Carmen Lawrence, the inaugural Labor president, gave an entirely sensible and insightful speech about the history and function of factions, exploring notions of where their existence does facilitate more inclusive policy participation, and where it disintegrates into mere tribal warfare, fiercer, more divisive and more consuming than any battle with the official enemy. She made the very valuable point - again, completely disregarded by the media - that factionalism is not a function only of the Labor party, but all of its opponents (as the sticky Epping by-election and wider nastiness in the NSW Opposition proved) and, in fact, any group activity. The main point she made - and it gradually became the consensus over the course of the meeting - was that any behaviour that encourages a focus inward on internal party issues, rather than outward on the issues of producing good policies and winning elections - is clearly unsustainable.
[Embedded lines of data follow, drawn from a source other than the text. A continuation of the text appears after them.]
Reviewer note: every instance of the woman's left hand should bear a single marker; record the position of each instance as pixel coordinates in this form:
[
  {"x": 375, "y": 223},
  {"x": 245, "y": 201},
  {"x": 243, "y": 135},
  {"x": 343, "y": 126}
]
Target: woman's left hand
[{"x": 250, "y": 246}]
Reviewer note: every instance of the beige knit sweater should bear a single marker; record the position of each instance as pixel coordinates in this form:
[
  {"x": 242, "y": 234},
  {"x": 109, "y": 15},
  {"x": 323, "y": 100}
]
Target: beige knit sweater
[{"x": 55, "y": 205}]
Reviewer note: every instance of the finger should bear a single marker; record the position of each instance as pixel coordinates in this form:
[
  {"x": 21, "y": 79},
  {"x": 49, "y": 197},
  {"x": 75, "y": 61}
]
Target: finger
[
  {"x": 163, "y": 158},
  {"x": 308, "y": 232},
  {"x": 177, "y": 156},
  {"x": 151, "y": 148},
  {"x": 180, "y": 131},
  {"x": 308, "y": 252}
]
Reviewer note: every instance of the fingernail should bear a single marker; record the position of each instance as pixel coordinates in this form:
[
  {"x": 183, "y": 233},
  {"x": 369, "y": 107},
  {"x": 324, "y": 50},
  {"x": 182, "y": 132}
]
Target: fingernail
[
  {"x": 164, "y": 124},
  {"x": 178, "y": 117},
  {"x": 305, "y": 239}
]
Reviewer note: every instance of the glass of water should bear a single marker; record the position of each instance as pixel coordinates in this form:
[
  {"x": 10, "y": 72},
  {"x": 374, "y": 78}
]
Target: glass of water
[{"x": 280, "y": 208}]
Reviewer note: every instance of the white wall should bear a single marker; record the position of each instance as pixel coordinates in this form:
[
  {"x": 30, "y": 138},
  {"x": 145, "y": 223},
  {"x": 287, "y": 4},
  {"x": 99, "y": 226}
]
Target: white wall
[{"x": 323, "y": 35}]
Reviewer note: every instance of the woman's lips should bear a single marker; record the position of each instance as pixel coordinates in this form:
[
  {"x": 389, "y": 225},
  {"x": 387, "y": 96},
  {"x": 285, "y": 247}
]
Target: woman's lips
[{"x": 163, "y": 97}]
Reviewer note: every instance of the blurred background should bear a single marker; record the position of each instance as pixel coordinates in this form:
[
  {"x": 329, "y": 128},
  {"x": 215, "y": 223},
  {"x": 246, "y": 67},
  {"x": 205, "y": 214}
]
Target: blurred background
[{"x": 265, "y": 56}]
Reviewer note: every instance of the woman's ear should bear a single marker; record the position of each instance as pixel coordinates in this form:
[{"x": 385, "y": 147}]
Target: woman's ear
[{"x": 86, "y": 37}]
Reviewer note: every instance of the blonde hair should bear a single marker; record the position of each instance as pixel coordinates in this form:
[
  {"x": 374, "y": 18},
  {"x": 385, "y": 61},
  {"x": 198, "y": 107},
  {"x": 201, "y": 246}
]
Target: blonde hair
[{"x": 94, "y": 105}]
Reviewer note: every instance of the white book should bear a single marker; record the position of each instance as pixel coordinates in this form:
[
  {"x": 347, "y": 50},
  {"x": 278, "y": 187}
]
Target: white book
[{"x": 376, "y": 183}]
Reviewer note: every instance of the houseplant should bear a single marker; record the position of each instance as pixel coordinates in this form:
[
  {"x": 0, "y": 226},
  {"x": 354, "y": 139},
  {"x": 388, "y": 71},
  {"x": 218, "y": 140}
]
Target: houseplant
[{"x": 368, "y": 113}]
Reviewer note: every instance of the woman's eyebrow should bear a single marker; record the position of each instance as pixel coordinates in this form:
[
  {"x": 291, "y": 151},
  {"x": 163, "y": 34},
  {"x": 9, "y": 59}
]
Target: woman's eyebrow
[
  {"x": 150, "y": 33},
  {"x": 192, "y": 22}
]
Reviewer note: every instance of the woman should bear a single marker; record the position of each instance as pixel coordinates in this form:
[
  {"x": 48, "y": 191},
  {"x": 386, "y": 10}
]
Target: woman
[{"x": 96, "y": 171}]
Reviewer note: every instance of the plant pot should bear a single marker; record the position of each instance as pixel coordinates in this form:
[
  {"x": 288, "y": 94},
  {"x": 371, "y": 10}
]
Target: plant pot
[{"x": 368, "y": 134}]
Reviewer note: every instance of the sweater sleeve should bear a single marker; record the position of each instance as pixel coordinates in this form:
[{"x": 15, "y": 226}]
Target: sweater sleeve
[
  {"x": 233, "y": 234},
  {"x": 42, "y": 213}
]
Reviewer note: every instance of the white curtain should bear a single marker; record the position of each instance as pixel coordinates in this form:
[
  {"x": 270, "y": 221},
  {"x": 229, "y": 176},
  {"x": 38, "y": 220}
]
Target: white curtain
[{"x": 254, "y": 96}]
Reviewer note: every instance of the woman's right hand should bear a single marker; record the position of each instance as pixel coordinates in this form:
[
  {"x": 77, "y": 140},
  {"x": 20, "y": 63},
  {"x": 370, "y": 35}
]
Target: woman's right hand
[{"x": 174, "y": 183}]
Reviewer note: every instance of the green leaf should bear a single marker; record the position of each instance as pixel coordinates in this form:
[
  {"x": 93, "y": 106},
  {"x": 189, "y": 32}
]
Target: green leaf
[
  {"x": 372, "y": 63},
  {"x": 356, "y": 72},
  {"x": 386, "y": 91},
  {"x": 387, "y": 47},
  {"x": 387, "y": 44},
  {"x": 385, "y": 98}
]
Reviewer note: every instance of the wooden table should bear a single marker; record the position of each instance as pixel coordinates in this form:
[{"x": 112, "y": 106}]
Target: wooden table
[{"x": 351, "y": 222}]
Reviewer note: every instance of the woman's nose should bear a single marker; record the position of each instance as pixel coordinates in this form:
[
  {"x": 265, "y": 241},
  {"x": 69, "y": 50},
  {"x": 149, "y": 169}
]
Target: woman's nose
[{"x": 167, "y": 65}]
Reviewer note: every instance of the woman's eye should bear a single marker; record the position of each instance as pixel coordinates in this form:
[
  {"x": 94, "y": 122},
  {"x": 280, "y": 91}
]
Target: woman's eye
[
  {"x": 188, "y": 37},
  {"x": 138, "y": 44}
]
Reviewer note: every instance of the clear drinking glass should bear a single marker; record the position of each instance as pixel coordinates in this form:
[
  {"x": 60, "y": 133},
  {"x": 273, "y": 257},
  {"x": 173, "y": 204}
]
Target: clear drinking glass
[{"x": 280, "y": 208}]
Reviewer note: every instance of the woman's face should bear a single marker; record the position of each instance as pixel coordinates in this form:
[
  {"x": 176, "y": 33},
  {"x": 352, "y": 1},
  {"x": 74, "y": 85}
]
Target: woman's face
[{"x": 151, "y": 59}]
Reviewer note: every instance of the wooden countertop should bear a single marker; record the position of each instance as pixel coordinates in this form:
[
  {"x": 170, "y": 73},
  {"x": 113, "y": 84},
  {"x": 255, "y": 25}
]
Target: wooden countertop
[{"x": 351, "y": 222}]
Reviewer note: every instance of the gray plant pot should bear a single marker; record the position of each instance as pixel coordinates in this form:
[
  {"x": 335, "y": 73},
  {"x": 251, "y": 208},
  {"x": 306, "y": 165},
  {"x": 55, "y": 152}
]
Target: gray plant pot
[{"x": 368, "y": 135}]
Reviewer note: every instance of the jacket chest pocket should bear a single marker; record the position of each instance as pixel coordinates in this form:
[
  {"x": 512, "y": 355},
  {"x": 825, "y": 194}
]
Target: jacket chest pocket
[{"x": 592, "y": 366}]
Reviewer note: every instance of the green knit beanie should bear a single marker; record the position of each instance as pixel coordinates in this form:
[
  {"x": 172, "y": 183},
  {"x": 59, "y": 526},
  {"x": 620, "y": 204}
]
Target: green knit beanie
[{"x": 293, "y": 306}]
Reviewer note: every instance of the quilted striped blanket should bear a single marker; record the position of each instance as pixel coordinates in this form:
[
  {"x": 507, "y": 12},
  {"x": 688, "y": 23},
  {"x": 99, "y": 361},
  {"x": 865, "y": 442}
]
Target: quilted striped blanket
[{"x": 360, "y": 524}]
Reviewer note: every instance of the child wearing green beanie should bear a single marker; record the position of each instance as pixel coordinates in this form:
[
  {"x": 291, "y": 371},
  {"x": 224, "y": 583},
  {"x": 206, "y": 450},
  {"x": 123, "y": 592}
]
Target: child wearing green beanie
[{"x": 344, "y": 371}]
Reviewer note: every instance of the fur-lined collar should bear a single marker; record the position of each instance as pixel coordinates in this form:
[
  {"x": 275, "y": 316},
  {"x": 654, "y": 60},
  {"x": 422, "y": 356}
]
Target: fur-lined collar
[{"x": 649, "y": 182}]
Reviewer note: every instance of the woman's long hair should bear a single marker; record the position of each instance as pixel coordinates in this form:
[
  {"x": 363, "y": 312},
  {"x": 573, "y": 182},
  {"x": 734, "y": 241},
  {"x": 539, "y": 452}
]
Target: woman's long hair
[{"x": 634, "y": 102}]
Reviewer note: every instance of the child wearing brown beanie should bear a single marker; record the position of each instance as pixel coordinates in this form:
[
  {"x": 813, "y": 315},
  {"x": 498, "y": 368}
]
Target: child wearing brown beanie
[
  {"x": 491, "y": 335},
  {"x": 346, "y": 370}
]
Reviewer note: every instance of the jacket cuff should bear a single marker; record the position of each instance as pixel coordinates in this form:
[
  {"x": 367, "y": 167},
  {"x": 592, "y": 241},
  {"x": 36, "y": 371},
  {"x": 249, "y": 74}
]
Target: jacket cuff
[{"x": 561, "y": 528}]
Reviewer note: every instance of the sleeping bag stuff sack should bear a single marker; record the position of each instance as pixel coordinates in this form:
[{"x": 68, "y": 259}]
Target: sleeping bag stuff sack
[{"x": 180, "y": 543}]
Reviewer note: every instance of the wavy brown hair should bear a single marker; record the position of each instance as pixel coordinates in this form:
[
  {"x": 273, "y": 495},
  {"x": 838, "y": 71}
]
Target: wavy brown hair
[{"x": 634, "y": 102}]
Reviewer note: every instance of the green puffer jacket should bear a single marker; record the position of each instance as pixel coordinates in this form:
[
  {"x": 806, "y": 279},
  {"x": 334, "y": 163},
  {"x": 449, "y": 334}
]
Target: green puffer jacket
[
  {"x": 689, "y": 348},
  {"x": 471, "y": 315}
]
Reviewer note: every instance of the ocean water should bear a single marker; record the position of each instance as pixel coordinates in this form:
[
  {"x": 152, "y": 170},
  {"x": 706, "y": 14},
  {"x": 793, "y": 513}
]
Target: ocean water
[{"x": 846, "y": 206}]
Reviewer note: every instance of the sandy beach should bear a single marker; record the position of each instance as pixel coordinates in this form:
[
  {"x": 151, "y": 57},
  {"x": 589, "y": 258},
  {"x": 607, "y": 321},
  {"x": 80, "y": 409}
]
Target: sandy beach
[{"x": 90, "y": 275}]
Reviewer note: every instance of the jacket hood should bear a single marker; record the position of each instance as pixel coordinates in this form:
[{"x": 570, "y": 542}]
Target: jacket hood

She defined what may be the essence of the average rank-and-filer's deeper concern, not only about factionalism but party politics in general. In a poll-driven political world, ideological positions have become redundant. Factions no longer stand for ideological stances like `left' or `right', and nor do parties, to the point where the stance a party or leader will take on a certain issue is almost entirely unpredictable, and fueled not by ideology but political expediency.

Lawrence deplored the advent of the corporatisation of political parties - perhaps an inadvertant (but then again, perhaps a deliberate) riposte to Thornley's notions that running a successful political party is no more arduous than running a successful business. In a just world, it would have been Lawrence's speech that made the front pages, and as soon as it is published on the Fabian Society's website (which I very much hope it will be), I'll link it here.

Unlike the mainstream media, I will let the final speaker, Ray, speak for himself, and leave you with one thought. As far as the media is concerned, when the ALP does some soul searching, they're ripping into one another. When the Liberals do ... well, that's the thing, isn't it? They don't. And they're going to be mighty sorry about it once John Howard's gone.


At 2:23 am, Anonymous Anonymous said...

This comment has been removed by a blog administrator.

At 11:14 pm, Blogger beroccaboy said...

This comment has been removed by a blog administrator.

At 12:30 am, Blogger beroccaboy said...

I was there too.

The trouble with factions is not limited to the Labor party or politics for that matter.

I do see a problem with factions however and have tried to express them in the Internet hyperlink below.

At 8:44 am, Blogger Splatterbottom said...

a humble meeting of the Fabian Society

Impossible, like a square circle. Hubris is the hallmark of leftists everywhere.